Los Angeles, Dec 12 Hollywood star Ethan Hawke shared that he is always meticulous in his preparation for a role, and explained that it helps him to be "extremely critical of the writer, in a positive way".
"I hand-write everything like it’s my journal. I’m not memorising from a typewritten page; I don’t want irrelevant stage directions to be part of it. I try to write it from memory, and then I look and see what I got wrong,” Hawke told variety.com.
"It also helps me be extremely critical of the writer, in a positive way. 'It doesn’t seem like I would use that word four times. I think this is a better word.' Then I record it, and I listen, and I see what I got wrong.”
"Take Billie Eilish’s Birds of a Feather. I know all the lyrics to that song. I don’t know how I know all the lyrics to that song. I absorbed it at coffee shops and on the car radio, and it’s in me now."
Hawke is convinced that his approach makes a lot of logical sense, reports femalefirst.co.uk.
The movie star said: "If you have a really big speech — Jon Voight taught me this — you unlace your shoe. And you have to do the speech lacing your shoe. If I was talking, lacing my shoe, it would be no problem.

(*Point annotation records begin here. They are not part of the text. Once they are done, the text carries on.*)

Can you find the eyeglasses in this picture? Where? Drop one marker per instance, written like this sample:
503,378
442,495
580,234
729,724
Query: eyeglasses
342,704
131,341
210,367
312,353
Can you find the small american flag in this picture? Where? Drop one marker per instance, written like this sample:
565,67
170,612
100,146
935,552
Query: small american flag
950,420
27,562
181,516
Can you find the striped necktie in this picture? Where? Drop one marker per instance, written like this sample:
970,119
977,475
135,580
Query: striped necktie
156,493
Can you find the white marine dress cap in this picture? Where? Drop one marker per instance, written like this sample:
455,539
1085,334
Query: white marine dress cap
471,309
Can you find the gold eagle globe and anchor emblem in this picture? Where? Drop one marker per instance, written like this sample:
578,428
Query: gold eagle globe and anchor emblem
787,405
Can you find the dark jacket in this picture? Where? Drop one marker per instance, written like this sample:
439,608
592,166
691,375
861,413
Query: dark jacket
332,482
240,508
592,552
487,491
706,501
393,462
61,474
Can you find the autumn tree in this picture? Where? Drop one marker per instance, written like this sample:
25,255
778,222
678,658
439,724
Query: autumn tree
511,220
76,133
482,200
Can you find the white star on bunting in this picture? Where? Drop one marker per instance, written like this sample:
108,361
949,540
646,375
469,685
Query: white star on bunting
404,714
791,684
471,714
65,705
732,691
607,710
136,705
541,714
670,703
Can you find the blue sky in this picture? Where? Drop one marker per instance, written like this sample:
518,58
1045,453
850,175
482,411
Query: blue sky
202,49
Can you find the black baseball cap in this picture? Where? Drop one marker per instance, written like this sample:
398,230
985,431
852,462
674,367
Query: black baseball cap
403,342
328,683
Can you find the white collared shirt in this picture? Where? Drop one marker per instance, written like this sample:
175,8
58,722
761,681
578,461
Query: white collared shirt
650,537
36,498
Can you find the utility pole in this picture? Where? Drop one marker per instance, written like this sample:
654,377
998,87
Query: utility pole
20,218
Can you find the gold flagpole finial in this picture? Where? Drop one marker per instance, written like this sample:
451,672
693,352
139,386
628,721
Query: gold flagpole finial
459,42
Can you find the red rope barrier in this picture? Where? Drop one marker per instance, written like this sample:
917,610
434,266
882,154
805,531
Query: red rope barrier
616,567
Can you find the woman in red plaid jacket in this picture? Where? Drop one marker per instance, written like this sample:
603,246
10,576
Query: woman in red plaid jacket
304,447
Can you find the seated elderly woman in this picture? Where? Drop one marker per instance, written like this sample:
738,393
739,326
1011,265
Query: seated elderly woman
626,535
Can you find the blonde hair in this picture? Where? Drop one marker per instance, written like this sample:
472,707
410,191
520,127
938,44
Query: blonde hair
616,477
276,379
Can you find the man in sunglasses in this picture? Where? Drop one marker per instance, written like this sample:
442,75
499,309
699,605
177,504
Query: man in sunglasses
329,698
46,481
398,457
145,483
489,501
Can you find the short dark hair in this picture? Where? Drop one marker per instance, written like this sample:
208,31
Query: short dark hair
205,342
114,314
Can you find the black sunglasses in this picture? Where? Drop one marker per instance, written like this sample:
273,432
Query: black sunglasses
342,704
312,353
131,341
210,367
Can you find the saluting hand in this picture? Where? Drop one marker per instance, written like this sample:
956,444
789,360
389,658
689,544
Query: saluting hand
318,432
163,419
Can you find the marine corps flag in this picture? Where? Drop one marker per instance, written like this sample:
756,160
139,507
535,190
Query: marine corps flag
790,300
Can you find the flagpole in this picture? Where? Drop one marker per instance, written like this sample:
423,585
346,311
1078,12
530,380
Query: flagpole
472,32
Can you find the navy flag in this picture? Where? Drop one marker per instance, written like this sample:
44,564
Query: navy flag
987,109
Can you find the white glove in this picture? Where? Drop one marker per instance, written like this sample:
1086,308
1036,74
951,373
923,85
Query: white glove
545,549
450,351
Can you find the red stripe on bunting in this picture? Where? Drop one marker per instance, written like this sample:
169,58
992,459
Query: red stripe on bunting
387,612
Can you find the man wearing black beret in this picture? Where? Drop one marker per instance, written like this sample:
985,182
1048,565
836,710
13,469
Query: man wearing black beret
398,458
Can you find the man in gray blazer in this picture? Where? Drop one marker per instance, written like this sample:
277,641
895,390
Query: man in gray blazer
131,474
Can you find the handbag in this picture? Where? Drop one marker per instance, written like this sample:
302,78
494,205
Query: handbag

If I’m trying to remember, then it’s difficult to do."
Meanwhile, the actor previously claimed that "greed" runs the movie business.
The actor acknowledges that the movie industry is "designed to make money" - but Ethan admires actors and actresses who are willing to take financial risks.
Speaking to The Hollywood Reporter, Hawke explained: "Greed runs our universe. If you say you just want to make money, everybody understands what you are going for, and they are fine with it. ‘Great, yeah, good. Oh, yeah, he sold ten billion Big Macs. Good for him.’ No, you just poisoned the whole world."